Seeing how it’s 1:04am now, that means I tried to sleep for an hour and a half, to no avail. I’m sleepy, my eyes warm with the urge to stay closed, but I toss and turn. Left side, right side; on my stomach with my legs in marathon-runner position; arms under the pillows, on top of, hanging off the edge of the bed.
It doesn’t come. I blame myself. Earlier, I ate and drank what I knew would keep me awake so I could work on some applications. When I decided to quit after just one, I thought I could handle the caffeine searing through my system, and I lay down, in a state I would describe as “extremely tired”.
And then my mind started its gymnastics, leaping over thoughts and tumbling through every idea.
Me: “I’m tired. Calm down.”
Brain: “THOUGHTS AND FEELINGS. What was that noise? Feelings! Overthinking.”
Body: “I’m cold. This position is uncomfortable.”
Me: “Quit staring out the window. Fall asleep, please.”
Body: “I’m hot.”
This is the idiocy I’m facing right now. It’s 1:13am. Nine minutes, and all I’ve typed is absolute nonsense.
Under normal circumstances, I’d be dreading tomorrow because it would start in less than five hours, as I would be crawling into the shower and getting ready for work. In Unemploymentville, there’s a different dread. It’s the dread of waking up and having no purpose. I’ll wake up, carry my phone and laptop downstairs and, after checking various sites, face down the job applications for the day.
People who haven’t ever visited Unemploymentville are a little in the dark about what it’s actually like here. Imagine showing up for a class every day, putting forth a ton of effort, and failing the class. You spend hours on assignments, but you fail. After a while, it’s all you can do to keep going; it all feels like a waste of effort.

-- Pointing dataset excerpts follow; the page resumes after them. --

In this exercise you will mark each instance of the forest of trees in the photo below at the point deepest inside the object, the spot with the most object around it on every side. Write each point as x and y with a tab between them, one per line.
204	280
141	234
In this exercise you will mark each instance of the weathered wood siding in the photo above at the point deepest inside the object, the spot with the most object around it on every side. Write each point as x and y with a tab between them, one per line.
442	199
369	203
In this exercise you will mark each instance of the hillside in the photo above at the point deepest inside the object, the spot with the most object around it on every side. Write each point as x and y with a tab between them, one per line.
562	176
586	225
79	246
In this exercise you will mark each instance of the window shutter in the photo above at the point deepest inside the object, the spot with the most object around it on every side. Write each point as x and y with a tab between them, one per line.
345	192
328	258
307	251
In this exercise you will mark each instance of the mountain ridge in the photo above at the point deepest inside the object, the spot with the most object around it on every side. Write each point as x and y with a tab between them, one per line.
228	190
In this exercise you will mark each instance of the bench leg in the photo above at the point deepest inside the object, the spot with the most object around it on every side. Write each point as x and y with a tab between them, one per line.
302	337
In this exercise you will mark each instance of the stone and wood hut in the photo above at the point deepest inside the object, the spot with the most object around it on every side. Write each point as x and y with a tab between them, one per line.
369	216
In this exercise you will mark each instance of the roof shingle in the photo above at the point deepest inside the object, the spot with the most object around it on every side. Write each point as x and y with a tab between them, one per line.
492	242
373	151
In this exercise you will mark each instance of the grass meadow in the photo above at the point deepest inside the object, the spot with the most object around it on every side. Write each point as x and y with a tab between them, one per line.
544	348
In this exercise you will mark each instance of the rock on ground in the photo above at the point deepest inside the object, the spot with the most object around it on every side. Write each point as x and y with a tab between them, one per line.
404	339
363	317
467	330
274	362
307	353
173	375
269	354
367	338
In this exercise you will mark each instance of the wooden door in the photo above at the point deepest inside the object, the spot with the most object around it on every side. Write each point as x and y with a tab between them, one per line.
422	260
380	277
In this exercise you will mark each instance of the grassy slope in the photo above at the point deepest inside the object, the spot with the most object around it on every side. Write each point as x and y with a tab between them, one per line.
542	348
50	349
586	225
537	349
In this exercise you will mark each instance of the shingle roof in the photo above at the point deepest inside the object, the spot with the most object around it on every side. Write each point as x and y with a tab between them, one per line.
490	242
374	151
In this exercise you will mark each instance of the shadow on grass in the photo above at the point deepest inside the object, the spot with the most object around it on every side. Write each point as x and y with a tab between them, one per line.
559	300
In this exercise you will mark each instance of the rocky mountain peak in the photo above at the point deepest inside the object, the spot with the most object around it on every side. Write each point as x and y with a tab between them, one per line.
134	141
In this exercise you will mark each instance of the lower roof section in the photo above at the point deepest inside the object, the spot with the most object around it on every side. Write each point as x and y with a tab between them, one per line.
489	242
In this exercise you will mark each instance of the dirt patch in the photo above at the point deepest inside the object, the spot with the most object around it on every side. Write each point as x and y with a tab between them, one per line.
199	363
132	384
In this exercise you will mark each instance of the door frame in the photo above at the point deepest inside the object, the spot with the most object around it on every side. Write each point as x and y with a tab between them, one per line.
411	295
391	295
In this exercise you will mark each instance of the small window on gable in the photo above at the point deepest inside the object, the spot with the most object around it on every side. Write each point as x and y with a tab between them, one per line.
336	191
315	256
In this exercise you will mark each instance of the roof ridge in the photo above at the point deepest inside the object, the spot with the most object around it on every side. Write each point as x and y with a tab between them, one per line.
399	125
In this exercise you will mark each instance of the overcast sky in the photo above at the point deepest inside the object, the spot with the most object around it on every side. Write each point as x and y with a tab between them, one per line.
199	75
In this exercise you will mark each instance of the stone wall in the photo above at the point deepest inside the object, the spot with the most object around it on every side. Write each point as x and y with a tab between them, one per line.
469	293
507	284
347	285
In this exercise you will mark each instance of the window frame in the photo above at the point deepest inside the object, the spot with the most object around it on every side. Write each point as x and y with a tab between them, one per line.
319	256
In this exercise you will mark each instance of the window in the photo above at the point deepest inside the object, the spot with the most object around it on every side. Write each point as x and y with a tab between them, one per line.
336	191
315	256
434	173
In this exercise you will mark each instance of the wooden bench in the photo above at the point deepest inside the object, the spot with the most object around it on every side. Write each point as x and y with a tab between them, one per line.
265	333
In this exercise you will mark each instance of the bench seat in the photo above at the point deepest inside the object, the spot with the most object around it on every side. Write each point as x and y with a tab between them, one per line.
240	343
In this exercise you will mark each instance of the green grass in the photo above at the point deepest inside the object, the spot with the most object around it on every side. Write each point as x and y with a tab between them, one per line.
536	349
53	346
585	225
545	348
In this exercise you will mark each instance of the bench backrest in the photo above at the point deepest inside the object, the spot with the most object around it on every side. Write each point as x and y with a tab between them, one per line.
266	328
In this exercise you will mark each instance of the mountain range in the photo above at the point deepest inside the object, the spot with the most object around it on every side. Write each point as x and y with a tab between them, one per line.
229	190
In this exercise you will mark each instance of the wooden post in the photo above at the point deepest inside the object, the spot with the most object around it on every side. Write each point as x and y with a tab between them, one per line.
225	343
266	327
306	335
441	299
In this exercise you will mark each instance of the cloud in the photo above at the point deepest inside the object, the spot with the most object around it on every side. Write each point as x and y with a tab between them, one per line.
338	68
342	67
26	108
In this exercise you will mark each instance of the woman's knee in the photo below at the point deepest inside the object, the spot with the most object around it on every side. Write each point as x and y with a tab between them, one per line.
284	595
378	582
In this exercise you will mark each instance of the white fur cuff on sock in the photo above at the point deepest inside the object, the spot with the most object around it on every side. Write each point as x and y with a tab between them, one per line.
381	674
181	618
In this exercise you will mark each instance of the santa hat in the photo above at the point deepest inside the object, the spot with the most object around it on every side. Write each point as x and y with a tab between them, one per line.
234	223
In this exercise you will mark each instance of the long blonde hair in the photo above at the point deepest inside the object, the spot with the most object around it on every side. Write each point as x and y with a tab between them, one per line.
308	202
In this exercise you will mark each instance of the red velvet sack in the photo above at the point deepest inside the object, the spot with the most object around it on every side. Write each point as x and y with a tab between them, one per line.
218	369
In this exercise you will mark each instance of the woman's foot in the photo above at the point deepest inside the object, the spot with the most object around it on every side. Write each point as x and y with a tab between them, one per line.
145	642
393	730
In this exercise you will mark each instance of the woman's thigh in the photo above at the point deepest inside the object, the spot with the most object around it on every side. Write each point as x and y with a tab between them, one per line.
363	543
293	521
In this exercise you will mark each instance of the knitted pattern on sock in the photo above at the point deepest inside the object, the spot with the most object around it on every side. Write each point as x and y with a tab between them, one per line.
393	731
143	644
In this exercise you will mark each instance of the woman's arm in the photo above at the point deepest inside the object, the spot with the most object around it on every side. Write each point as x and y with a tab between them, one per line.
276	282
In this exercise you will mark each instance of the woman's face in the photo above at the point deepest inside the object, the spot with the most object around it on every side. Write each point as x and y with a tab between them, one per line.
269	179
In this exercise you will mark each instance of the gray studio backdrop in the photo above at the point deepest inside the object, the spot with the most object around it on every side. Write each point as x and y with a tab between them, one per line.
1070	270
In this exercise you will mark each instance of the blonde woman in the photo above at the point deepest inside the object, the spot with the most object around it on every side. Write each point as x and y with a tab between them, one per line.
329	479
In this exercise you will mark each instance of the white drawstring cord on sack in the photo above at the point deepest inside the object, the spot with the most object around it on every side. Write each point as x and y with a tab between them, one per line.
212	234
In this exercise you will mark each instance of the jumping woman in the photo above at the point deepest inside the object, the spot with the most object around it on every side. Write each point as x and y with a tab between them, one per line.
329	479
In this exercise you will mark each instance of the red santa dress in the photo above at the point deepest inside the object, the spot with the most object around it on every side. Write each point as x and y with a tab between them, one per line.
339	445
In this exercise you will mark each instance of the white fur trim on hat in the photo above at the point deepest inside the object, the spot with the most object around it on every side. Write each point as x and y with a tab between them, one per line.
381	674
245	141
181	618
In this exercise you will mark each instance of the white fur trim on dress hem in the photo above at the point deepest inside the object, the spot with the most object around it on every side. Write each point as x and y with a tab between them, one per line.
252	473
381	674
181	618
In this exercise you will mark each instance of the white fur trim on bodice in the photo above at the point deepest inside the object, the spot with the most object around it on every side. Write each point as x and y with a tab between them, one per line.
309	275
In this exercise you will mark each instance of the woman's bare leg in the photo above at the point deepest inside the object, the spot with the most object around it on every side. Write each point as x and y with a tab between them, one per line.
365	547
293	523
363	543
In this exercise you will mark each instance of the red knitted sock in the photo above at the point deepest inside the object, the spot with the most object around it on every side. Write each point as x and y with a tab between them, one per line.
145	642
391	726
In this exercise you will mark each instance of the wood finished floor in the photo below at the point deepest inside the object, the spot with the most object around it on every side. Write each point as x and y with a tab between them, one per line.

I’m applying to jobs for which I’m fully qualified. I study company sites and make sure they know why I want to work there. I include facts and figures and references. If I want a good job, I need to put in the effort in my application. There are 36 unique cover letters on my computer, and those don’t include several more letters written online, instead of in Word.
Trust me: I’m trying.
Being unemployed doesn’t mean I’m lazy. It doesn’t mean I’m weak, underqualified, undereducated, or unworthy. It doesn’t mean I’m not trying hard enough. I get the feeling sometimes that people who have never been unemployed think it’s a matter of not wanting it enough. I hope they never have to go through what I’m going through. It would be nice if they could “get it”, though.
I’ll be fine. It’ll happen. I took a risk in moving back to the States without a job, and I don’t regret it. That said, it’s been scarier moving back than it was to move abroad. I’m home-of-my-ownless, gratefully filling guest rooms at friends’ houses for weeks at a time. My savings from Taiwan are slowly draining.
This “time off” isn’t relaxing or fun. I’m not able to focus on myself or do much beyond think about how I’m going to make it past this month, then through November.
Unemployment is lonely. It’s rejection after rejection and hours of time alone working on job applications. First, I was the weirdo because I lived in Taiwan for two years, so my thought processes are a little different now. Now, I’m an even bigger weirdo because I’m also unemployed. Very few people understand one or the other. Fewer still understand both. It’s ostracizing.
It’s being awake at 1:35am, knowing that the only item on the docket after I finally do fall asleep, then wake up late tomorrow morning, is job applications.
Still wide awake. Maybe I’ll write another cover letter now.